I returned to school in my late 50s to study psychology. It had always been a passion of mine. Fortunately, I had done well many years before in high school, and I had continued reading and learning about psychology over the decades, so my confidence level was high. Only working part-time and having raised my family, I made the decision to take on college late in life.
Basic skills were not a problem. I could think, read, write, and articulate. I could manage my time and organize my school and work routine. I’d had years of computer experience, so I knew I was not lacking there. My basic skills were covered, I thought, but there was more to be considered.
I needed to be able to analyze what I was doing, and why. In order to be sure the path I was on would not waste time and money, I needed to be fully aware of my strengths and capabilities, as well as my weaknesses and dislikes. It was necessary to be absolutely sure I was suited to the type of work I wanted to do before I spent valuable resources on a degree.
Searching for a good school also required some skill. It was not easy and became a bit frustrating when more choices came my way. Comparing a number of schools, their programs, and their costs was more difficult than I imagined. Discussions with school representatives and academic and financial advisors helped steer me in the right direction and got my options perfectly clear. The school and funding search process gave me a few more basic skills.

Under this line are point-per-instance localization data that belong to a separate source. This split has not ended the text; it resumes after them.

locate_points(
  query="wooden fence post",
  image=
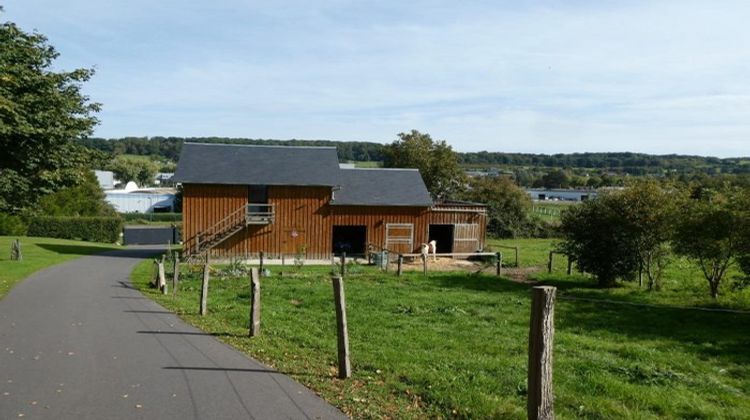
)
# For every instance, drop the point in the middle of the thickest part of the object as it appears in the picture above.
(343, 264)
(15, 251)
(176, 273)
(254, 302)
(549, 263)
(162, 278)
(204, 288)
(155, 274)
(541, 340)
(345, 366)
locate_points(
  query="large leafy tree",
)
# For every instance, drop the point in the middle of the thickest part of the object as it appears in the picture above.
(42, 112)
(647, 214)
(596, 237)
(436, 161)
(507, 204)
(711, 229)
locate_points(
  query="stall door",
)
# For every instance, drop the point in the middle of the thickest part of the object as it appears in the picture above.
(466, 237)
(399, 237)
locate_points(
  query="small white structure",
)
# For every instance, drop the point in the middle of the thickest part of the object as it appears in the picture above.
(106, 179)
(561, 194)
(131, 199)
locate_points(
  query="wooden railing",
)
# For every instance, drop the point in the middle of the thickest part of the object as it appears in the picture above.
(248, 214)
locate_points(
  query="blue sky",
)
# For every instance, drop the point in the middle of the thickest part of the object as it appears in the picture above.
(543, 76)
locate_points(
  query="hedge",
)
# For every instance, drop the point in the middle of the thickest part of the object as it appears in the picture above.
(152, 217)
(93, 229)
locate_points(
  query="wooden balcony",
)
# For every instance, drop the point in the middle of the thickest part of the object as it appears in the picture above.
(260, 214)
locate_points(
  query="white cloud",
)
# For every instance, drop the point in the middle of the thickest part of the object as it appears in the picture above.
(661, 76)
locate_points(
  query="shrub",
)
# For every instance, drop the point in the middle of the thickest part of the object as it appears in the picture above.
(11, 225)
(94, 229)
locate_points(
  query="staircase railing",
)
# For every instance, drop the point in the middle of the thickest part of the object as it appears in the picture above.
(248, 214)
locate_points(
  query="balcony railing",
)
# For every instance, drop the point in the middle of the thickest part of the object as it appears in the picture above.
(260, 214)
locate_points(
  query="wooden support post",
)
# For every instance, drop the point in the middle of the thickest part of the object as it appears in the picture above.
(345, 367)
(176, 273)
(254, 302)
(541, 339)
(204, 289)
(549, 263)
(260, 266)
(162, 278)
(343, 264)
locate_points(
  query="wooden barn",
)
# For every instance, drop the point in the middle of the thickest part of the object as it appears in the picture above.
(240, 200)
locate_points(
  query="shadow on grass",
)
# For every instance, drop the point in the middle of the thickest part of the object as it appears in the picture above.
(712, 334)
(103, 251)
(479, 282)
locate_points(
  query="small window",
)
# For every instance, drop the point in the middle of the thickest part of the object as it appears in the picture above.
(399, 237)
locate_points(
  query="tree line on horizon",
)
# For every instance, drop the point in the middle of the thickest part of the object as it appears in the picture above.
(636, 164)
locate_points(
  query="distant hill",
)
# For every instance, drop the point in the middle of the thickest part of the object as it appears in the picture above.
(619, 162)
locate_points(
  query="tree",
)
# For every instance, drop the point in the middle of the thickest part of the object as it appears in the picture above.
(647, 215)
(507, 204)
(42, 112)
(127, 168)
(85, 199)
(708, 230)
(594, 235)
(436, 161)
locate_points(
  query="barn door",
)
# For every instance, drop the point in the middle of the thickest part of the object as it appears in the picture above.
(466, 237)
(399, 237)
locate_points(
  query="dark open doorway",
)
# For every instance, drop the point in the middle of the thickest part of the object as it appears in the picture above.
(443, 235)
(349, 239)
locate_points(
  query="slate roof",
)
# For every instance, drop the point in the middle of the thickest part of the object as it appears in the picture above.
(202, 163)
(382, 187)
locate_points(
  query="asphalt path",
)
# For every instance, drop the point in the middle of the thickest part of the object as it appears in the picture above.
(78, 342)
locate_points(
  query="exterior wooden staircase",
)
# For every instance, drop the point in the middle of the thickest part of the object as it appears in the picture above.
(248, 214)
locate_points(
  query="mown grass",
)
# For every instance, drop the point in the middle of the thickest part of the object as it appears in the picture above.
(39, 253)
(454, 345)
(683, 283)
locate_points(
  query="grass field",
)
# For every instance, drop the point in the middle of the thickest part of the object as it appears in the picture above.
(39, 253)
(454, 344)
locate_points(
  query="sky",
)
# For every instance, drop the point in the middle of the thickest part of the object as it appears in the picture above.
(546, 76)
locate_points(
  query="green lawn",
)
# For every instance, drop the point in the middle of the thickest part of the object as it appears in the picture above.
(454, 344)
(39, 253)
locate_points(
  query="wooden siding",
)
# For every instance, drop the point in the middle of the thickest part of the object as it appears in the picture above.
(304, 219)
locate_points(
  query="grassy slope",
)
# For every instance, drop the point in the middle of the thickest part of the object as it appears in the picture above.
(455, 345)
(39, 253)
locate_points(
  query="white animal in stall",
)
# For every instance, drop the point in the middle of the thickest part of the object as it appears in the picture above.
(433, 248)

Because of my advancing age and distance from institutions that offered what I wanted, I chose online schooling. It turned out to be the best option for me, and allowed me to continue working while I was studying. I gained valuable knowledge, two degrees, and I’m working toward another. So far, the quest for higher education has been very positive.
Here are the basics needed if you’re going back to college –
* self-analysis skills – determining your best educational or career path
* sufficient educational background acquired through high school or GED diploma
* basic awareness of college expenses and budgeting skills
* ability to seek and obtain adequate sources of funding
* organizational and time-management skills
* reading, writing, reasoning skills
* basic mathematic skills
* ability to follow directions – of utmost importance
* computer skills sufficient to use an Internet browser and word processors
* determination to learn and succeed
These skills are not necessarily difficult and are basic to maximizing your college experience no matter where you are on the timeline of life.
Although it is not a basic skill, age is often an advantage when you return to school. There is a benefit to having more experience to share, and gives you a little edge when it comes to your history classes!